Example usage (here using an companion object that contains the main function):

Code: [Select]
object WordGenerator {

  val USAGE = "WordGenerator <alphabet> <wordlength>"

  def main(args: Array[String]) = {
    if(args.length == 2) {
      val alphabet: Array[Char] = args(0).toCharArray
      val wordlength = args(1).toInt
      val gen = new WordGenerator(alphabet, wordlength)
      gen.words.foreach(s => print(s + ", "))
    } else {
      println(USAGE)
    }
  }

  /**
   * A convenience method to create an alphabet for word generation.
   *
   * The alphabet is constructed within the range of a given start
   * character and end character (inclusive).
   *
   * @param start the first character created for the range
   * @param end the last character (inclusive) created for the range
   * @return char array that holds the constructed alphabet
   */
  def initAllowedCharacters(start: Int, end: Int): Array[Char] =   
    (for ( i <- start to end )
      yield i.toChar
    ) toArray
}

To sum it up: Python and Scala make it really convenient to create generators, while Python is the most easiest to understand (in my opinion). A lot of lines of code are saved by using the functional capabilities of Python and Scala.
As a comparison: (using the tool cloc)
Python: 17 lines of code (no classes used)
Scala: 20 lines of code (class used)
Java: 42 lines of code (without initAllowedCharacters, which I omitted in the other samples as well)

Note that Scala (like Python) can be used without putting a class around it, which makes the number of lines almost even to Python. Or vice versa: Put a class around the Python version and you get 19 lines of code.

The only language left is Haskell, which probably will be even more concise. I will update this thread once I made a Haskell version.
What is interesting about Haskell? Is uses lazy evaluation, making it possible to define infinite lists.

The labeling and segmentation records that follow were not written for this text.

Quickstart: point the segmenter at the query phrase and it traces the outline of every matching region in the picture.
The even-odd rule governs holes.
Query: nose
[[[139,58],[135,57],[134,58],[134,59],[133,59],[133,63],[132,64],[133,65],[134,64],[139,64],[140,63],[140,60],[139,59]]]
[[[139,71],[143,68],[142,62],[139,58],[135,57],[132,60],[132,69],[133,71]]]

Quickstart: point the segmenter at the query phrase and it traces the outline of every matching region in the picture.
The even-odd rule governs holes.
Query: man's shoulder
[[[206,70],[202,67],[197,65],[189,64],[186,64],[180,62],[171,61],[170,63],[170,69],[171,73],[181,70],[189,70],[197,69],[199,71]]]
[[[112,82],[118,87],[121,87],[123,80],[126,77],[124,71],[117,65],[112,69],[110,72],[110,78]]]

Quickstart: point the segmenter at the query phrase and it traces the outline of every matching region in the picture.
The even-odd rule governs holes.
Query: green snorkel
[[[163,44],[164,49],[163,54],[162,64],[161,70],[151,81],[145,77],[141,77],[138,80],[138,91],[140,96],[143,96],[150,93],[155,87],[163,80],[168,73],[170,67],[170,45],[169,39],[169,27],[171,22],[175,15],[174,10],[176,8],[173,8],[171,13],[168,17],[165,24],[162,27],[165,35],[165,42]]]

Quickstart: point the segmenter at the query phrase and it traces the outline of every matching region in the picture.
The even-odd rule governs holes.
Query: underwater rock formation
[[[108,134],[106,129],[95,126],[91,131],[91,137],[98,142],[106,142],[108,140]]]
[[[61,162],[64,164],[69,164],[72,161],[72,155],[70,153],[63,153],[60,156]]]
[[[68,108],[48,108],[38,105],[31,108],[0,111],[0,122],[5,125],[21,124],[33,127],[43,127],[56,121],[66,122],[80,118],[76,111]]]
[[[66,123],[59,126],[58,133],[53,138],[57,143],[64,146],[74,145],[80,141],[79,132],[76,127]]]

This simple Haskell example constructs a list containing numbers from 1 to infinity:

Code: [Select]
infinitelist = [1..]
Have fun coding

Deque
« Last Edit: June 25, 2013, 09:50:25 pm by Deque »

Offline madara

  • Serf
  • *
  • Posts: 23
  • Cookies: 3
    • View Profile
Re: [Python, Scala, Java] Wordgenerator (bruteforce snippets)
« Reply #1 on: June 26, 2013, 07:12:42 pm »
HI Deque..
very good tutorial on generators behavior in different languages...!!
the next step in Python is to take advantage of its 'powerful' core library:
in fact  we can achieve the same goal  faster with itertools' combinatoric generators:

Code: [Select]

from itertools import product
dictionary = ['a','b','c','d','e','f','g']
pass_gen = product(dictionary, repeat = 3) #pass_gen return a generator;
                                                              # with repeat we can set  word width
for pwd in pass_gen:
   print("".join(pwd))




Thanks for good tutorial ;) 



Offline Deque

  • P.I.N.N.
  • Global Moderator
  • Overlord
  • *
  • Posts: 1203
  • Cookies: 518
  • Programmer, Malware Analyst
    • View Profile
Re: [Python, Scala, Java] Wordgenerator (bruteforce snippets)
« Reply #2 on: June 26, 2013, 08:17:45 pm »
Thank you for the hint. That's a good advice.